Letters to the Editor

Letters: Dems cutting off their own noses

Democratic Rep. Ami Bera failed to receive enough support from activists to secure the Democratic endorsement for his re-election. The vote was 61 percent in favor of backing him to 39 percent opposed. Bera needed 70 percent of the vote to avoid further deliberation. The setback means the two-term congressman from Elk Grove will have to wait until the Feb. 28 state party convention to again seek the nomination.
Democratic Rep. Ami Bera failed to receive enough support from activists to secure the Democratic endorsement for his re-election. The vote was 61 percent in favor of backing him to 39 percent opposed. Bera needed 70 percent of the vote to avoid further deliberation. The setback means the two-term congressman from Elk Grove will have to wait until the Feb. 28 state party convention to again seek the nomination. MCT

Dems cutting off their own noses

Re “Dems deny Bera: he’ll try again soon” (Capitol & California, Feb. 1): So local Democrats failed to endorse Rep. Ami Bera for re-election in a deeply divided district, thereby giving at least tacit support to his only current challenger, Republican Scott Jones. It’s especially head-scratching that one of Bera’s sins was voting to advance a trade agreement proposed by our Democratic president.

As a registered Democrat I’m a little confused because we clearly need to retain and, hopefully, increase our numbers in Congress. Somehow this just doesn’t seem like the best way to go about meeting that objective. Talk about cutting off your nose to spite your face.

On the bright side, at least my party is not giving the Republicans a lock on goofiness this year.

Marsha Holmes, Elk Grove

Democrats acting like tea party zealots

I’m having a difficult time seeing the real difference between tea party zealots and their counterparts in the Democratic Party in California. Consider the statement by Robert Longer of the Communications Workers of America Local No. 9421: “I think Congressman Bera needs to do some soul searching as to whether he’s a real Democrat, or not.”

What exactly is that supposed to mean? Would Longer rather have another Dan Lungren as his congressman?

Robert A. Dell’Agostino, Sacramento

False impression on Clinton emails

Re “Clinton pushes back as emails deemed ‘top secret’” (Page 1A, Jan. 30): Hillary Clinton did nothing wrong, but you have to read deep into the article to find that the emails in question were sent to her and not by her, and were not marked classified at the time they were sent.

Judy James, Newcastle

Dan Walters correct regarding Kamala Harris

Re “Harris ducks big betting bill” (Insight, Jan. 29): In his column, Dan Walters expressed what I’ve been thinking for many months: Attorney General Kamala Harris is avoiding controversial decisions because she is running for higher office.

I am strongly averse to electing a new U.S. senator when the candidate has only shown talent for political correctness and a preference for issue-avoidance. California and America need leaders to occupy these powerful positions, with fully developed viewpoints and the courage of their convictions.

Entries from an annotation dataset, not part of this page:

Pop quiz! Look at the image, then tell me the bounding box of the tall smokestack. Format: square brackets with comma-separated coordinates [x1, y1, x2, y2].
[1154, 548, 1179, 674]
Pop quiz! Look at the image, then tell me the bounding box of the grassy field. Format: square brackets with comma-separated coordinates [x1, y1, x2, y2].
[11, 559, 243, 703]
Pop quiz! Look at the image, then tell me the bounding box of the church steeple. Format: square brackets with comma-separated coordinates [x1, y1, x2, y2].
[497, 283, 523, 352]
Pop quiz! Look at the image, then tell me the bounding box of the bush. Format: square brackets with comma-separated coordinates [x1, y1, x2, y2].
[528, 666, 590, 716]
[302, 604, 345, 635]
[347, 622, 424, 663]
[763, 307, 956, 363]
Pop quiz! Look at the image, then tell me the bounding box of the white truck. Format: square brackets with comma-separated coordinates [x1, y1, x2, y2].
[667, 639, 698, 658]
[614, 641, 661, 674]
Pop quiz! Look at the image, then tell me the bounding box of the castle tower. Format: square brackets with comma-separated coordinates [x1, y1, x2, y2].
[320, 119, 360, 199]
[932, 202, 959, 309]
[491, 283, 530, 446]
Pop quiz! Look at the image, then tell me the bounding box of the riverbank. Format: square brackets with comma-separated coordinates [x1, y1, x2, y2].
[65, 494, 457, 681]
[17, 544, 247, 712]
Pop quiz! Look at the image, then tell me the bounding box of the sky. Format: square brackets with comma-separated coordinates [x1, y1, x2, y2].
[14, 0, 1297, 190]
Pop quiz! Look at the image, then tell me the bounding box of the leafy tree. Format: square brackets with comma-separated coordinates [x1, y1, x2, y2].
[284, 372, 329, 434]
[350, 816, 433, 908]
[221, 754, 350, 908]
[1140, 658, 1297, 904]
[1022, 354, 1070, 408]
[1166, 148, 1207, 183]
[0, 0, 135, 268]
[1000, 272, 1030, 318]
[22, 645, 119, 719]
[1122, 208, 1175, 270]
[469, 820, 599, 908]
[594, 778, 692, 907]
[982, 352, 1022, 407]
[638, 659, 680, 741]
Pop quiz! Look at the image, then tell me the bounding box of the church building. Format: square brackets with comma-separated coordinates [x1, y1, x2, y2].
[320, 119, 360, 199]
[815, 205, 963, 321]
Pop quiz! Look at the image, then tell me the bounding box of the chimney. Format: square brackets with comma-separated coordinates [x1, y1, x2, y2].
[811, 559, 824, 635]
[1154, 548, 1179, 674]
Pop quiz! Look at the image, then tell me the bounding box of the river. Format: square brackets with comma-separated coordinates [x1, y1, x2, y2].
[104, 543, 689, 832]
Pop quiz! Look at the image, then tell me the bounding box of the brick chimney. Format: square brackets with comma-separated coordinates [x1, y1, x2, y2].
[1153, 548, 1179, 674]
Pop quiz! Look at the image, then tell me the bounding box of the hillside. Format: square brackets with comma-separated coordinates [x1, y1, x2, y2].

As Walters stated, someone along the lines of Sen. Dianne Feinstein should be the model.

Fred Baucom, Sacramento

Almond crops gain; fish lose

Re “Price slump puts a twist in Valley’s almond boom” (Page 1A, Jan. 31): The increase in almond acreage from 590,000 acres in 2005 to 890,000 acres in 2015 is very alarming considering that California was in a drought much of this time. While Gov. Jerry Brown called on urban residents to reduce their water use by 25 percent, wealthy almond growers like Stewart Resnick of Paramount Farms in Kern County increased their almond acreage.

The 3 million acre-feet of water that farmers apply annually to the almond trees is the equivalent of three Folsom Lakes when full. As the Bureau of Reclamation and the California Department of Water Resources emptied Folsom, Oroville, Shasta and Trinity reservoirs to export water to corporate agribusiness, Delta smelt, longfin smelt, winter and spring-run Chinook salmon and other fish species moved closer and closer to extinction.

The state and federal governments sacrificed fish populations and the public trust so an elite group of wealthy almond growers could make a huge profit.

Dan Bacher, Sacramento

Disappointed in MSG’s comeback

Re “Chefs’ secret: MSG, wrongly maligned for years, has made a quiet comeback” (Feats, Jan. 31): I am very disappointed that some of Sacramento’s chefs are using MSG. I can’t eat food with MSG due to a food allergy/sensitivity. My allergist says to just stay away from food with that ingredient because if I eat it very often the reaction gets more severe.

I don’t understand chefs. They talk about real food from local gardens, along with local beef, pork, chicken and fish, and then they add MSG. The food is good already.

I would like for them to think about adding on their menus which foods contain MSG. That way I can still enjoy their restaurants on occasion. I am sure I am not the only one with objections to MSG. They might consider why restaurants stopped using it years ago.